Spreadex Market Update

Eurozone surges on hopes of more ECB QE whilst FTSE held back by commodities




The UK index managed to reduce its 45 point nadir to around zero as the morning continued, though the sustainability of any tentative gains will be almost solely reliant on the performance of the FTSE’s commodity stocks. A slight rebound from copper has mitigated some of the mining losses, with Antofagasta, Vedanta Resources, Anglo American and Glenore all posting (so far) solid growth. An apathetic set of oil stocks and continued losses for Rio Tinto and BHP Billiton, however, is preventing the FTSE from stretching too far into the green, leaving it to significantly underperform its European peers.

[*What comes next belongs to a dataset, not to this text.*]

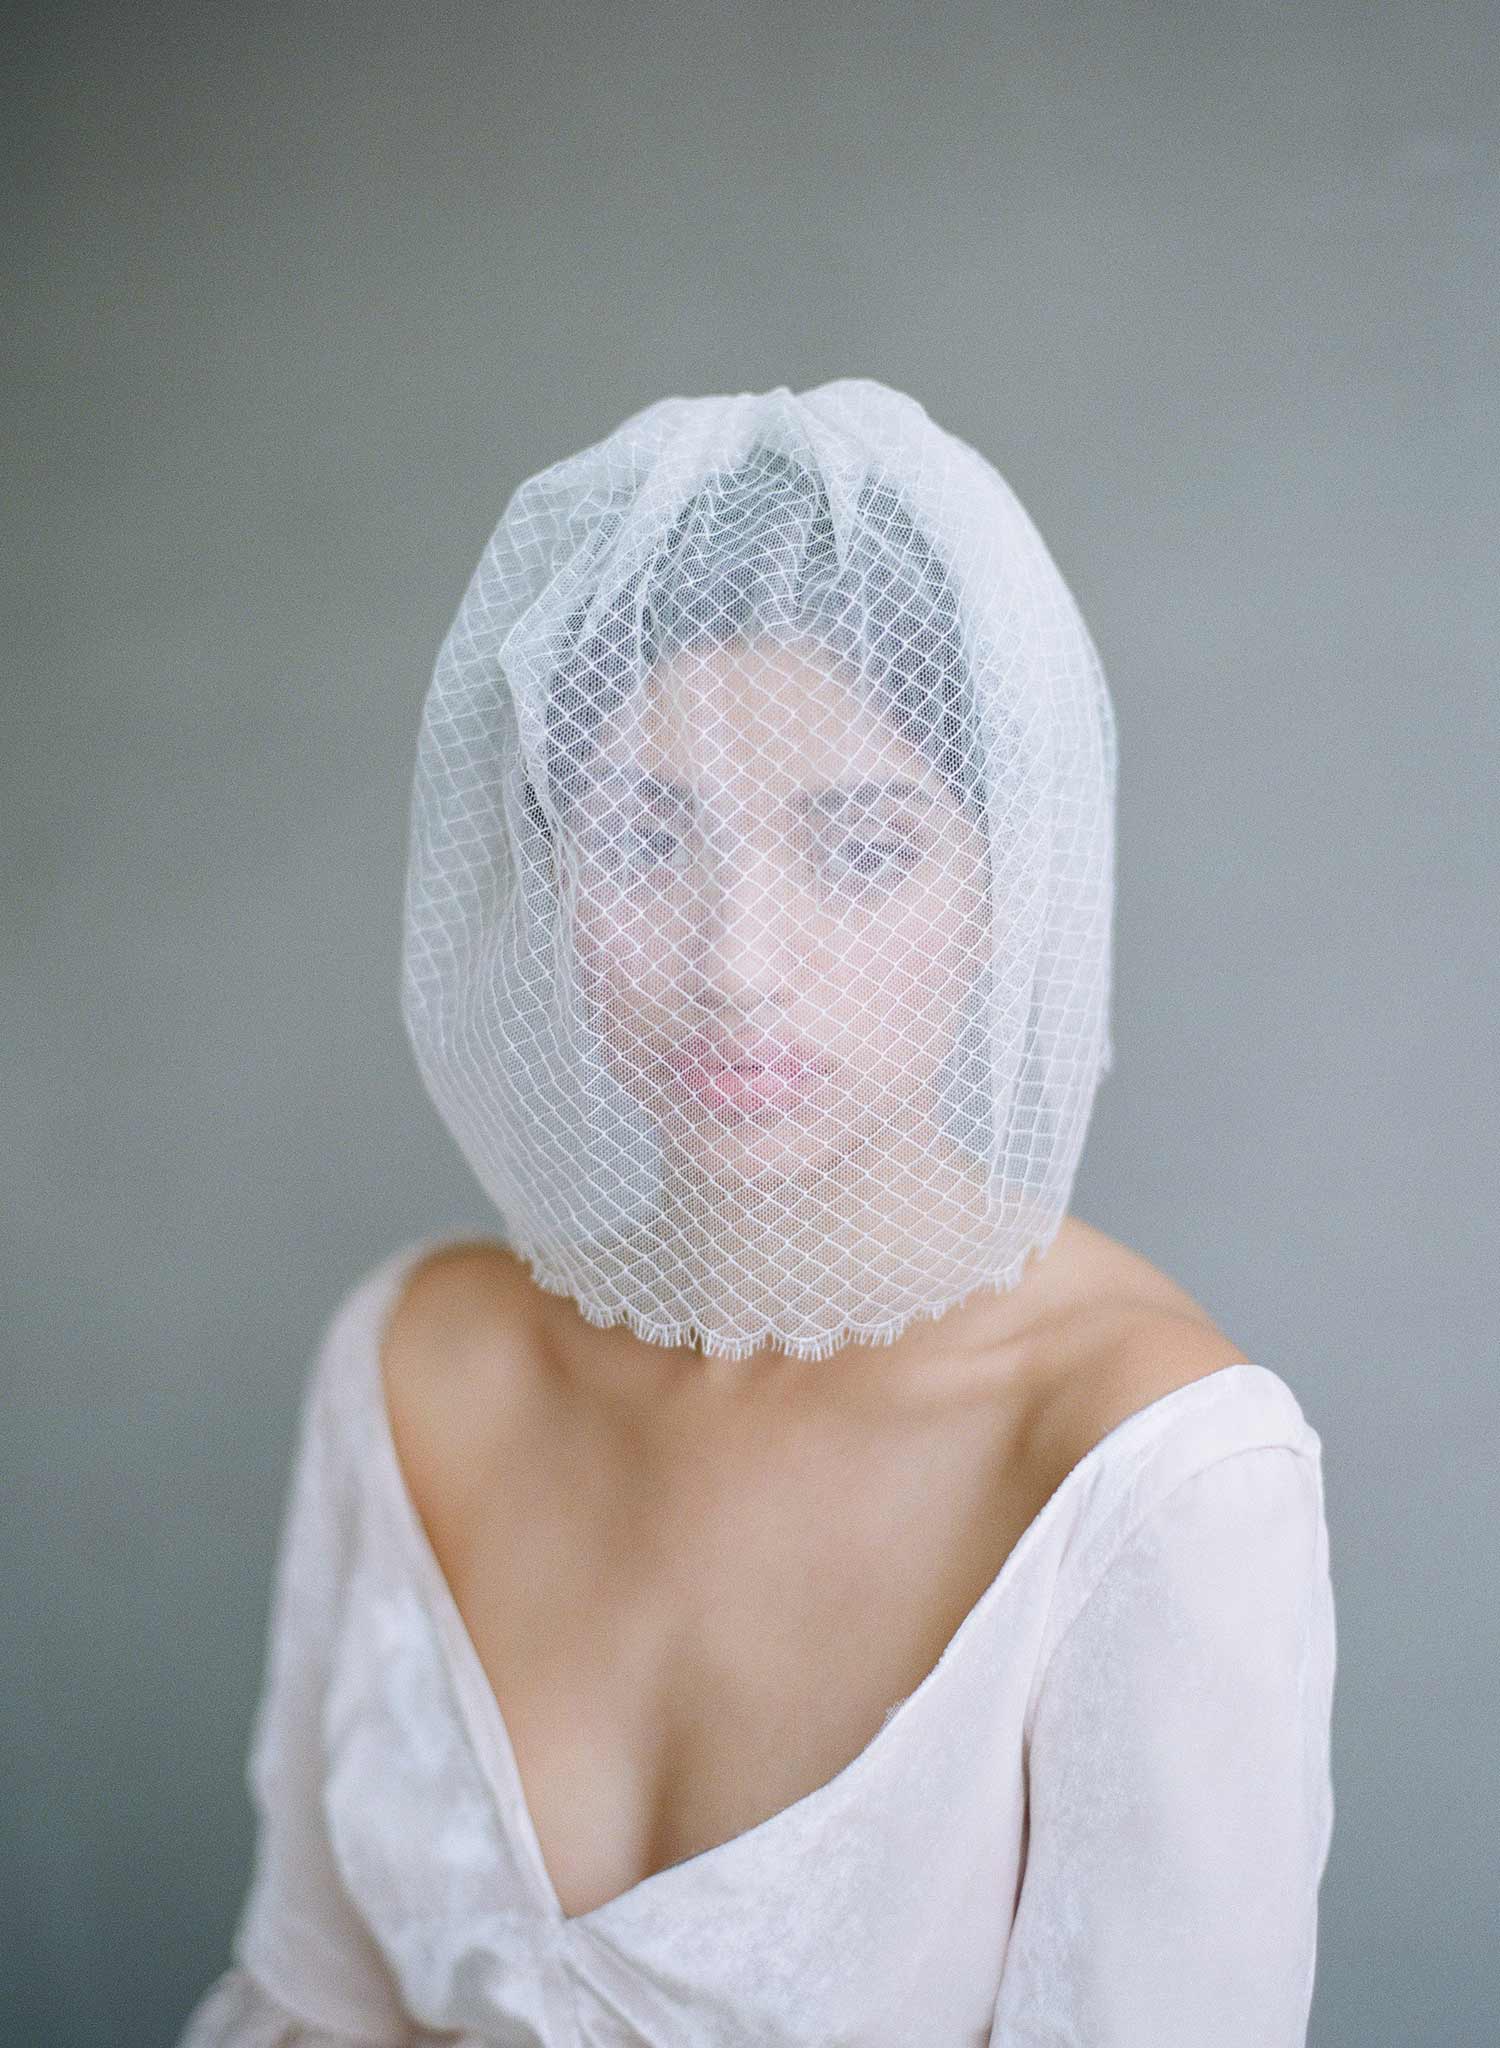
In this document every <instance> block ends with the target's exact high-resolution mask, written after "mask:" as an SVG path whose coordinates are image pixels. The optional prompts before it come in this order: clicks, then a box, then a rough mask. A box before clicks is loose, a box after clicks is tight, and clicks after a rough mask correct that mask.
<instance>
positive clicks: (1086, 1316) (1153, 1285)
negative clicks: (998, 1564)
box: [1045, 1225, 1250, 1468]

Disappointing German retail sales and an unexpected contraction in Italian inflation was all the Eurozone had to offer this morning; however, this hasn’t stopped the DAX jumping over 100 points, with the CAC less exuberant at a 35 point increase. In fact that Italian figure hints at the ostensible main catalyst behind the region’s impressive gains; with reports suggesting the central bank might be prepping a €600 billion burst of extra stimulus in order to try and get the Eurozone’s inflation back on track, the thought of Mario Draghi wielding a big needle full of ECB QE has got investors all hot under the collar, leading to Monday’s seemingly unprompted growth.

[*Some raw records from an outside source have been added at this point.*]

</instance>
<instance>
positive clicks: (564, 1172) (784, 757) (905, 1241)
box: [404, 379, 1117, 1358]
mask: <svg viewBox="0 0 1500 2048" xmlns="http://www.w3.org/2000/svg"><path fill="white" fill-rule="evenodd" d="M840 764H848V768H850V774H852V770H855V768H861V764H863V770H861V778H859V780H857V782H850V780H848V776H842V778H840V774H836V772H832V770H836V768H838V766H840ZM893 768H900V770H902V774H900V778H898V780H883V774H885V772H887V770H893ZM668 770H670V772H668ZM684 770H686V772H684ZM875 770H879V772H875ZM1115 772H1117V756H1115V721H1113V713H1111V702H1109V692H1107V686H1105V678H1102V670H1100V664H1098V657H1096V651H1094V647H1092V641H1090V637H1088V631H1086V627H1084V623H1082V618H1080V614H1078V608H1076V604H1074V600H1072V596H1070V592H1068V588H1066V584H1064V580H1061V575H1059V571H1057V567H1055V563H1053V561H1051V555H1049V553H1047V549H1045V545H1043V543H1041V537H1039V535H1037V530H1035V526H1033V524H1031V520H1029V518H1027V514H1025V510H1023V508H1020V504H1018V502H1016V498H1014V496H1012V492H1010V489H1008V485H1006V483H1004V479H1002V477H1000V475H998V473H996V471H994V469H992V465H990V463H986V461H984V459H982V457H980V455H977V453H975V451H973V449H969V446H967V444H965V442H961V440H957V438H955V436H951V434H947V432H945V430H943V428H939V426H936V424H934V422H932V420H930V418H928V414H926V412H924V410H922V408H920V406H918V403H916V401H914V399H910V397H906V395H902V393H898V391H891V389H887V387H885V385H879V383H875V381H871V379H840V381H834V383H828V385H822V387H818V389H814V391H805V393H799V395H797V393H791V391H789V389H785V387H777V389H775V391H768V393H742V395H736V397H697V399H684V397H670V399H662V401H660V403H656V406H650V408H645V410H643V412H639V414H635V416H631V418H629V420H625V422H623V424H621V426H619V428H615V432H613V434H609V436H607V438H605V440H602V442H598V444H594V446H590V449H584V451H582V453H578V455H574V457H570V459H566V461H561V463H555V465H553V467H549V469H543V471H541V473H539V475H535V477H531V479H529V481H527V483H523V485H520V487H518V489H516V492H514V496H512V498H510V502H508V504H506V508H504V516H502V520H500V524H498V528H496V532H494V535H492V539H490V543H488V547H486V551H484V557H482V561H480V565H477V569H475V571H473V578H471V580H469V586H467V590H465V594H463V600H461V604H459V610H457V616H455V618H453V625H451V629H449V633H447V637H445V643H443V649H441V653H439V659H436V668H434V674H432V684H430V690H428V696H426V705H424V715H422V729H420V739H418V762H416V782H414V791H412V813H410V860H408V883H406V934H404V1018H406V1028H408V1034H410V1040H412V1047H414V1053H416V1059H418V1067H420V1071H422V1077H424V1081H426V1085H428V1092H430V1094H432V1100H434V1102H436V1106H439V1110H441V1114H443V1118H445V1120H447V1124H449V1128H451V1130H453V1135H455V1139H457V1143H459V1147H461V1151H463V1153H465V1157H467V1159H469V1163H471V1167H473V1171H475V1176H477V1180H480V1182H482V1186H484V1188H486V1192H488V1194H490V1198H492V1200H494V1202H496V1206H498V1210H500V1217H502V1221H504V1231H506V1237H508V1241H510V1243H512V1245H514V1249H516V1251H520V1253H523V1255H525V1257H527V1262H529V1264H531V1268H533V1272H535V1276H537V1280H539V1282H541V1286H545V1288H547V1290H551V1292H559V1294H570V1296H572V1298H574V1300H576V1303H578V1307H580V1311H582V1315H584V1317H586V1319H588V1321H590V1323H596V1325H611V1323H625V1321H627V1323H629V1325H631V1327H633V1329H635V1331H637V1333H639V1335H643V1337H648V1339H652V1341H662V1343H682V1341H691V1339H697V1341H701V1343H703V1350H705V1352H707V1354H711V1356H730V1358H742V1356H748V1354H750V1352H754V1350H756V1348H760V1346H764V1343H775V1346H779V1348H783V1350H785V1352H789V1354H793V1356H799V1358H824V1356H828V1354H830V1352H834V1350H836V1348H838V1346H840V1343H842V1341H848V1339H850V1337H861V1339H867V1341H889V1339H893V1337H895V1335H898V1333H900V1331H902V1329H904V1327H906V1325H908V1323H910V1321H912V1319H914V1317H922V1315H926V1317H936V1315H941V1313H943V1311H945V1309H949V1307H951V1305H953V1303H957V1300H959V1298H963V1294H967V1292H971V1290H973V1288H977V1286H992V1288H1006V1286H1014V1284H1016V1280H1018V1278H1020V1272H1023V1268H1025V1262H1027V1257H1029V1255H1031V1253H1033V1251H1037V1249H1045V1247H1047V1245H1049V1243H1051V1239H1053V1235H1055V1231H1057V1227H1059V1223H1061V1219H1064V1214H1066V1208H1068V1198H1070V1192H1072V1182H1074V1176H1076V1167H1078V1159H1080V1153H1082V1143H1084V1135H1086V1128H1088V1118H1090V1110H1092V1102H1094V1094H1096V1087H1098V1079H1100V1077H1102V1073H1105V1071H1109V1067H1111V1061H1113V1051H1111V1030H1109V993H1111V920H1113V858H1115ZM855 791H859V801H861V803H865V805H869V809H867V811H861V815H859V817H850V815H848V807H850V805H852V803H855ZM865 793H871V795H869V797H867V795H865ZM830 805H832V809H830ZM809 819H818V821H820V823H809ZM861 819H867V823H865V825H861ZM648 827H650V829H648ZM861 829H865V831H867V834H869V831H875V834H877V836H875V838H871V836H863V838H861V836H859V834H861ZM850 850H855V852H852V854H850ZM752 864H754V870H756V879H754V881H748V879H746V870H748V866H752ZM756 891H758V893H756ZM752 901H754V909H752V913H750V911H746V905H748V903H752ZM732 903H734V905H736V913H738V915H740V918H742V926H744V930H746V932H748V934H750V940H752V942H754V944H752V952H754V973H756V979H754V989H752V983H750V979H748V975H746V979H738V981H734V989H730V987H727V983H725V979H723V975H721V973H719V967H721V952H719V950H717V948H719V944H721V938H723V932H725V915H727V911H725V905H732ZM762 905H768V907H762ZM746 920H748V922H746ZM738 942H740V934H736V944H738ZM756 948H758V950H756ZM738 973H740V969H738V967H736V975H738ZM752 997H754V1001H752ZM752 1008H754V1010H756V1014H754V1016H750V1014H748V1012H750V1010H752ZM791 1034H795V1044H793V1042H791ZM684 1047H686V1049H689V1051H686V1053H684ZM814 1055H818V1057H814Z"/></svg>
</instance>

Arguably the US is going to dictate the overall direction of trading this week, especially with an incredibly important non-farm Friday on the cards; not that anyone has told the Dow, which is looking at a meagre 30 point jump at the open. That could change this afternoon, however, dependent on the state of the Chicago PMI and the pending home sales figures, expected to decline and improve respectively.